Python web crawler scrapy common commands

Source: Internet
Author: User
Tags python web crawler

Scrapy Global Command

To understand which global commands are in Scrapy, you can run without entering the Scrapy Crawler project directory Scrapy-h

  

(1) Fetch command

The FETCH command is used primarily to display the crawler crawl process, and if used outside of the Scrapy project directory, the scrapy default crawler is invoked to crawl the page, and if the command is used within a project directory in Scrapy, the crawler in the project is called to crawl the page

--headers controlling the Display object's crawler crawl site header information

--nolog control does not display log information

--logfile==file Storing Log text information

--spider=spider control which crawler to use

--loglevel=level Control Log Level

Log rank common values:

CRITICAL a serious error occurred

Error has occurred that must be handled immediately

WARNING some warning messages appear

Info OUTPUT some hint information

Debug output Some debugging information, often used in the development phase

(2) Runspider command

Can be implemented without relying on scrapy crawler projects, directly run a crawler file

The command is not yet understood, and I don't see the print information for the parse () function

(3) Setting command

View the configuration information for the scrapy, if used within the project directory, to view the configuration information for the corresponding project, and to view the scrapy default configuration information if used outside of the project

(4) Shell command

Shell command can start scrapy Interactive terminal, Scrapy's interactive terminal is often used in the development and diving, using Scrapy Interactive terminal can be implemented without starting the Scrapy crawler, the site response to debug

  

You can see that you can use the Scarpy object and the shortcut command after executing the command

(5) Startproject command

Used to create a project

Scrapy startproject Firstspider [Parm]

(6) Version command

The version command can be used to directly display information about Scrapy

(7) View command

Implements the ability to download a webpage and view it in a browser

Scrapy Project Command (1) Bench command

Use the bench command to test the performance of the local hardware, when we allow scrapy bench, will create a local server and will crawl at the maximum speed, again in order to test the performance of local hardware, to avoid the impact of too many factors, all only connected follow-up, not content processing

Purely on the hardware performance, the display can crawl about 2,400 pages per minute, this is a reference standard, in the actual operation of crawler projects, due to various factors caused by different speed, in general, according to the actual speed of operation and the reference speed comparison results, so that the Crawler project optimization and improvement

(2) Genspider command

To create a crawler file, you can use the-l parameter of the command to view the currently available crawler templates

  

Use-t to generate a crawler based on any of these crawler templates

  

This will generate the country_test.py file in the Example/spiders/country_test directory

  

(3) Check command

Use the check command in Scrapy to make a contract (contract) check on a crawler file

  

(4) Crawl command

Start a crawler

Scrapy Crawl Country_test--loglevel=debug

(5) List command

List the currently available crawler files

(6) Edit command

Edit the crawler file directly by opening the corresponding editor

Python web crawler scrapy common commands

Contact Us

The content source of this page is from Internet, which doesn't represent Alibaba Cloud's opinion; products and services mentioned on that page don't have any relationship with Alibaba Cloud.
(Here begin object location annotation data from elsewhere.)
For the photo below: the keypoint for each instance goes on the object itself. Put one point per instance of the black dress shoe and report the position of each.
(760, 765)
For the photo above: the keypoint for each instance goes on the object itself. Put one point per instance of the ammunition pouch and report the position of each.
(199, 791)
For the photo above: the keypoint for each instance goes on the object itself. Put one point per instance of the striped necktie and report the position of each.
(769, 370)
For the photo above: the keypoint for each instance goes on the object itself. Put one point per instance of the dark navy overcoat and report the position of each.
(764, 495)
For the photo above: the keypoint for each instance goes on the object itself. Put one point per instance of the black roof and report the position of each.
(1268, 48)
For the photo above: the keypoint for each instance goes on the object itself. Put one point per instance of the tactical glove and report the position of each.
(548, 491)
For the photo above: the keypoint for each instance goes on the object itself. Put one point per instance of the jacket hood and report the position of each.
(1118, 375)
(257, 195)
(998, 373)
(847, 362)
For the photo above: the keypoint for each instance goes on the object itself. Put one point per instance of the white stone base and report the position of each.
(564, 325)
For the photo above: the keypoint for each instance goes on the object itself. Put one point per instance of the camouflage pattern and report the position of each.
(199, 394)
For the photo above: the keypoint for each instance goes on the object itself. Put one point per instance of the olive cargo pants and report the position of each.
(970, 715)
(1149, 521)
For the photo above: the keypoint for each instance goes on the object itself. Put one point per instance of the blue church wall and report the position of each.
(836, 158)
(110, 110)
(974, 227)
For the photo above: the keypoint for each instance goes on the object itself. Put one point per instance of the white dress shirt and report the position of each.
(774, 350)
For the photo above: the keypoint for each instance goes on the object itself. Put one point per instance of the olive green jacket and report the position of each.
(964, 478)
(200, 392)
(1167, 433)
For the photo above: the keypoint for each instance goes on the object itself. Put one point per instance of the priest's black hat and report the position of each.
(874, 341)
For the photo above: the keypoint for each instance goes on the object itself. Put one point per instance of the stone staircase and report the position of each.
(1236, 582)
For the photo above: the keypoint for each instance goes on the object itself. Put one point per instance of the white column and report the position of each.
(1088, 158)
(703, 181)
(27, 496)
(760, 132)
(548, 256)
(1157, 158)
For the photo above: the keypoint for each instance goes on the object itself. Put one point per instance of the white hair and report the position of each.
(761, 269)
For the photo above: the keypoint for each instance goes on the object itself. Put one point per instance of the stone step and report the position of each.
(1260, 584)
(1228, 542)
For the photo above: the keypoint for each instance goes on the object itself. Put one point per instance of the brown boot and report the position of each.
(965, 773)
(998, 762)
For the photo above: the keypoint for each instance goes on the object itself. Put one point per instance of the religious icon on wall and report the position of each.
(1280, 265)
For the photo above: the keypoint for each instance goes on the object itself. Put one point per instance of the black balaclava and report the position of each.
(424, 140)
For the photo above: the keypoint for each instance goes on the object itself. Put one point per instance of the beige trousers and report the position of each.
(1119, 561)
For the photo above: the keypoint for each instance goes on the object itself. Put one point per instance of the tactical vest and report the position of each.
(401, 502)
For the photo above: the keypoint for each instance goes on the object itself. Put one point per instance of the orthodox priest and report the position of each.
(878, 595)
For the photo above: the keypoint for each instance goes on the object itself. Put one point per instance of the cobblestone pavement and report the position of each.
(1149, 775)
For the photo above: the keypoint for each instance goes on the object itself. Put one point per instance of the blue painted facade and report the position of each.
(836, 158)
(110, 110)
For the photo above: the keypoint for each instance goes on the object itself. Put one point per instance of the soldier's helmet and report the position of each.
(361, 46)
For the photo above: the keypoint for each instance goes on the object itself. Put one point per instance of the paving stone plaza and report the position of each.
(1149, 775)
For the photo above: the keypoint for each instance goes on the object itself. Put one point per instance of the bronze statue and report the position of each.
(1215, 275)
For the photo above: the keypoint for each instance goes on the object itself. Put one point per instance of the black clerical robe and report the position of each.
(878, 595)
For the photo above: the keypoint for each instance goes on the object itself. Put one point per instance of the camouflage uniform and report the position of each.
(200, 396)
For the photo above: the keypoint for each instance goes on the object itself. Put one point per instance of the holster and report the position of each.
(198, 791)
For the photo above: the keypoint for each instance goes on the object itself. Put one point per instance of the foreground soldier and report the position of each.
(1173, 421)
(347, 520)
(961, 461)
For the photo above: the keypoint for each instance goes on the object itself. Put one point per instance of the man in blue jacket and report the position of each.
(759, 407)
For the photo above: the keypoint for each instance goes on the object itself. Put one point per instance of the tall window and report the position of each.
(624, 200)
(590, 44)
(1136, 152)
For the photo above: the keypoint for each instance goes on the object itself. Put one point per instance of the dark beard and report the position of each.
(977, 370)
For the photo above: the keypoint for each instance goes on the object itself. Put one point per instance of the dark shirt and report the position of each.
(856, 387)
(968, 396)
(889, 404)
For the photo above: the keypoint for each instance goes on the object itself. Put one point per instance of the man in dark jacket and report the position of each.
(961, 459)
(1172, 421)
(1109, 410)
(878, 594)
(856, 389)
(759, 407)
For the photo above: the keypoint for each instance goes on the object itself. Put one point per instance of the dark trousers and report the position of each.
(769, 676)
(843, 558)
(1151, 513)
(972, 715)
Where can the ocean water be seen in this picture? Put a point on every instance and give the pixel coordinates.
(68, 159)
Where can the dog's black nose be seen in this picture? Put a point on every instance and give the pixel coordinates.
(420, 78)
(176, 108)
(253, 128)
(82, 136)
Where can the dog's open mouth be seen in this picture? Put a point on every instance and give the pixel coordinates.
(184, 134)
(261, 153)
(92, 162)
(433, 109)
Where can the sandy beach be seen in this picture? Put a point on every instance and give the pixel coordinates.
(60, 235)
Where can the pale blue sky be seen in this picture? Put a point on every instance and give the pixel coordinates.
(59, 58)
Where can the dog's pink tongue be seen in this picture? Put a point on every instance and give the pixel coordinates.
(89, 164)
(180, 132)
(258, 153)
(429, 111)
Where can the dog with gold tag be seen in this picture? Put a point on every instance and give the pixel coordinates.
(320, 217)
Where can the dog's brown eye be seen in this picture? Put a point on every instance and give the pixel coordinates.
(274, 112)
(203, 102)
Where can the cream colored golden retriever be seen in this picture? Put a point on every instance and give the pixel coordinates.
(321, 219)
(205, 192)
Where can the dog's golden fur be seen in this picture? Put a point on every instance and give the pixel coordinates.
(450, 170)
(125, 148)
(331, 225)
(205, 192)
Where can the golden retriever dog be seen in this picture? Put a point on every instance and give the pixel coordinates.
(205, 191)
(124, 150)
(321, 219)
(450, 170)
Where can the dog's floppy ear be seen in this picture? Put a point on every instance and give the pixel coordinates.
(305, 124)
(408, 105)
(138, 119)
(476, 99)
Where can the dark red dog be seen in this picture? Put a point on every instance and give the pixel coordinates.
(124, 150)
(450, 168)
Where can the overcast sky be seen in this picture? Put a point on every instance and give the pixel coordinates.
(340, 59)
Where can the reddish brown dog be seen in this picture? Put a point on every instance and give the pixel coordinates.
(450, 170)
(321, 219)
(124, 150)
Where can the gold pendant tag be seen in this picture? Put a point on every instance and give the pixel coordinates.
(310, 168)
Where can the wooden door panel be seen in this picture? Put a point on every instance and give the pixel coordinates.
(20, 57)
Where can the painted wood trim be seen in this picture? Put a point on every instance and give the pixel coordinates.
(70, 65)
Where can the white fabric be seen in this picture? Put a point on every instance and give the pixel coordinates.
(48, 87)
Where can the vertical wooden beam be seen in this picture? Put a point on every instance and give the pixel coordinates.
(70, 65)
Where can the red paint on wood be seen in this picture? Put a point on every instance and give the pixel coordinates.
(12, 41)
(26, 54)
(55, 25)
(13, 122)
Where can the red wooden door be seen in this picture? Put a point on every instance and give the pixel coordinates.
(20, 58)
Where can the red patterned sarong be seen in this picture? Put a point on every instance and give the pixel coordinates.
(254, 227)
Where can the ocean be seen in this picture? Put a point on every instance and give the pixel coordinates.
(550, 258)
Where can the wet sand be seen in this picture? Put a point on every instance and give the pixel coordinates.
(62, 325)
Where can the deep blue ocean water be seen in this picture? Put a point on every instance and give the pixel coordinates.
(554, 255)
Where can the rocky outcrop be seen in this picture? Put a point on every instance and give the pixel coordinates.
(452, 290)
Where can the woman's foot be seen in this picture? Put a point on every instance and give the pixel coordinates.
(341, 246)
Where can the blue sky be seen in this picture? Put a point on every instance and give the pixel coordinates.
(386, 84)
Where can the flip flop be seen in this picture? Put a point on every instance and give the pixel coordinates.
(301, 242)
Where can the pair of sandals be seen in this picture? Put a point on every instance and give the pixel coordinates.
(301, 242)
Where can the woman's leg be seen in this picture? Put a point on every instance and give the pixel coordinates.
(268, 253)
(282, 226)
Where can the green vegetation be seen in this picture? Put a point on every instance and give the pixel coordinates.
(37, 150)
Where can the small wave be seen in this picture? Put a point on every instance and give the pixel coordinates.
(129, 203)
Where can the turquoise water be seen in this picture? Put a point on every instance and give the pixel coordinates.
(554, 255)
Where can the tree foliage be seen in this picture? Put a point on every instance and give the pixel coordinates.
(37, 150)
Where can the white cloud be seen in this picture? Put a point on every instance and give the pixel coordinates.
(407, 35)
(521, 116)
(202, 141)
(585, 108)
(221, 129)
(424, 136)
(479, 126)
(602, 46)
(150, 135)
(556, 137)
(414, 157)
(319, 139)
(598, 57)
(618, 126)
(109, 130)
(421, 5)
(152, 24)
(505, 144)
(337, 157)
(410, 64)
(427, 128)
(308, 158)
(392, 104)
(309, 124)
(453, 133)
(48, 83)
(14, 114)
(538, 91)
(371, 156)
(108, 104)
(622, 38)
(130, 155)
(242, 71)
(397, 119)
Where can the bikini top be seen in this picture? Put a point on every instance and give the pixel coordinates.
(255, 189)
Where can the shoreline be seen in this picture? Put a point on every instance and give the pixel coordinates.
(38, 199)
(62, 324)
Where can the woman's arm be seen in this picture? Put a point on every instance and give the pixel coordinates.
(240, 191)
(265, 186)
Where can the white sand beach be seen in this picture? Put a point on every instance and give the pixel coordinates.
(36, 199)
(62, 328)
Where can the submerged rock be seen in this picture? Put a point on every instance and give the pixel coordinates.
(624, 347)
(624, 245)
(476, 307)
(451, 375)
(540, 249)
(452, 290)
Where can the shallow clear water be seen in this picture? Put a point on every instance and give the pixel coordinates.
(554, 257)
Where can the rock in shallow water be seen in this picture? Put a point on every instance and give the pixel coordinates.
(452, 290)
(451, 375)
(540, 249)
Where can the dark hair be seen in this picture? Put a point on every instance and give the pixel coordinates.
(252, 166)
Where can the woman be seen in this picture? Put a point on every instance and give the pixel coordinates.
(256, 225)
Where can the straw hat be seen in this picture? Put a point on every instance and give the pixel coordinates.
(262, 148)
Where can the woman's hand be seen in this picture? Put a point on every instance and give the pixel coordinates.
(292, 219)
If the content of the page makes you feel confusing, please write us an email, we will handle the problem within 5 days after receiving your email.

If you find any instances of plagiarism from the community, please send an email to: info-contact@alibabacloud.com and provide relevant evidence. A staff member will contact you within 5 working days.

A Free Trial That Lets You Build Big!

Start building with 50+ products and up to 12 months usage for Elastic Compute Service

  • Sales Support

    1 on 1 presale consultation

  • After-Sales Support

    24/7 Technical Support 6 Free Tickets per Quarter Faster Response

  • Alibaba Cloud offers highly flexible support services tailored to meet your exact needs.